Let us load the packages needed to make line plots using Pandas.
import pandas as pd import numpy as np from vega_datasets import data import matplotlib.pyplot as plt
We will use weather data for San Francisco city from vega_datasets to make line/time-series plot using Pandas.
# San Francisco Weather data from vega_datasets sf_temps =data.sf_temps() sf_temps.head()
The weather data contains two variable; temperature and date. We have temperature data for every hour of the day and is given as timestamp variable.
temp date 0 47.8 2010-01-01 00:00:00 1 47.4 2010-01-01 01:00:00 2 46.9 2010-01-01 02:00:00 3 46.5 2010-01-01 03:00:00 4 46.0 2010-01-01 04:00:00
Pandas plot() function enables us to make a variety of plots right from Pandas. Let us try to make a simple plot using plot() function directly using the temp column.
sf_temps['temp'].plot()
Our first attempt to make the line plot does not look very successful. We get a plot with band for every x-axis values.
The reason is that our data frame contains temperature data for every hour in day and it changes over a data. By trying to make line plot with all the data we get a band showing the minimum and maximum temperature for every data. Also note that since directly plotted we get indices on x-axis not date.
Let us format our data so that we can make line plots with data point for each day.
Let us first remove the hours/secons information from the date variable. To do that we convert the datestamp format data to simply date format. And now we have only dates on date column.
sf_temps['date']=sf_temps['date'].dt.date sf_temps.head() temp date 0 47.8 2010-01-01 1 47.4 2010-01-01 2 46.9 2010-01-01 3 46.5 2010-01-01 4 46.0 2010-01-01
Let us compute minimum and maximum temperatures for each day using Pandas groupby() function followed by agg() function.

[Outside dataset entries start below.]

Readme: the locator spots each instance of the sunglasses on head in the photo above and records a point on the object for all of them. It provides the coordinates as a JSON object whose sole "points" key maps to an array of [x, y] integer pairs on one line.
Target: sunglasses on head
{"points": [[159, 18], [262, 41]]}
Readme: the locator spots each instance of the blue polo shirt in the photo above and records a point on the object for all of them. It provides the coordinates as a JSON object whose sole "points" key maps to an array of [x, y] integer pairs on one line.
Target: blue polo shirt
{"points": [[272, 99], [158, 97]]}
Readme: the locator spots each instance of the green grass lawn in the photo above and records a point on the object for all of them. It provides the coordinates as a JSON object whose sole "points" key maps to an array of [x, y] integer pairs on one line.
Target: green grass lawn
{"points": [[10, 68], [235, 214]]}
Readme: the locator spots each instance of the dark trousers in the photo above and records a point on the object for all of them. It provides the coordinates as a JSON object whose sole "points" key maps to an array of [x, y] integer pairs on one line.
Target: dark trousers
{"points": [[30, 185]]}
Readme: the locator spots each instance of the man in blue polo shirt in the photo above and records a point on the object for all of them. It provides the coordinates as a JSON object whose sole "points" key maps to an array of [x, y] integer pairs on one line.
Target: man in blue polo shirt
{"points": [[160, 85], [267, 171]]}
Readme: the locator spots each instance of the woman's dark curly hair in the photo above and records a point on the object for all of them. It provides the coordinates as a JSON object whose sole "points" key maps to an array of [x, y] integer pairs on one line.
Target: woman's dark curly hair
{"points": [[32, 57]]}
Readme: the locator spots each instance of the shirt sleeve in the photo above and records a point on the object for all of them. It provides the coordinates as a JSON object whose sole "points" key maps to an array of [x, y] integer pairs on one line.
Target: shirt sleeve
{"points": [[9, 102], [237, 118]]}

df = sf_temps.groupby('date').agg(['min','max'])
And we get minimum and maximum temperature for each day.
df.head() temp min max date 2010-01-01 45.8 53.3 2010-01-02 46.0 53.4 2010-01-03 46.1 53.5 2010-01-04 46.1 53.6 2010-01-05 46.1 53.8
Now the dataframe is multi-indexed, so we will flatten the multi-index dataframe to make a dataframe with columns using Pandas functions; droplevel() and reset_index().
df.columns=df.columns.droplevel(0) df.reset_index(level=0, inplace=True) df.head() date min max 0 2010-01-01 45.8 53.3 1 2010-01-02 46.0 53.4 2 2010-01-03 46.1 53.5 3 2010-01-04 46.1 53.6 4 2010-01-05 46.1 53.8
Now we have the data as we needed to make line plots and time series plots.
Let us first try the basic line plot as our first attempt, but this time with minimum temperature from the new data frame df.
df['min'].plot()
We get the simple line plot without any axis labels and index on x-axis.
Now, let us try to make a time plot with minimum temperature on y-axis and date on x-axis. We can use plot() function directly on the dataframe and specify x and y axis variables.
Let us also add axis labels using Matplotlib.pyplot options separately. It is possible to use lot of matplotlib features directly from Pandas plot function. However, for the sake of simplicity we are not using that feature.
df.plot(x="date",y="min") plt.xlabel("Date",size=16) plt.ylabel("Temp",size=16) plt.title("San Francisco Min Temp", size=18)
And we get time series plot with date on x-axis instead of indices.
We can rotate x-axis ticks using the argument rot=45. In this example, we rotate to 45 degree.
df.plot(x="date",y="min", rot=45) plt.xlabel("Date",size=16) plt.ylabel("Temp",size=16) plt.title("San Francisco Min Temp", size=18)
Now our time-series plot is more legible.
With Pandas plot() function we can plot multiple variables in a time series plot easily. In our data set we have two variables, min and maximum temperature.
We can us it to illustrate Pandas plot() function’s capability make plote with multiple variables.
We just need to call plot() function on the data frame directly.
df.plot(rot=45) plt.xlabel("Date",size=16) plt.ylabel("Temp",size=16) plt.title("San Francisco Weather", size=24)
Pandas plot() function has made a line plot plot with both min and max temperature nicely in different colors. However, note that we have indices on x-axis.
We can change the x-axis to date and make a time-series plot. To do that we will first reset the index of the data frame with our date variable. Now our dataframe data as index and we can call plot() directly to make time series plot.
df.set_index('date').plot(rot=45) plt.xlabel("Date",size=16) plt.ylabel("Temp",size=16) plt.title("San Francisco Weather", size=18)
And now we have the time series plot with multiple variables using Pandas.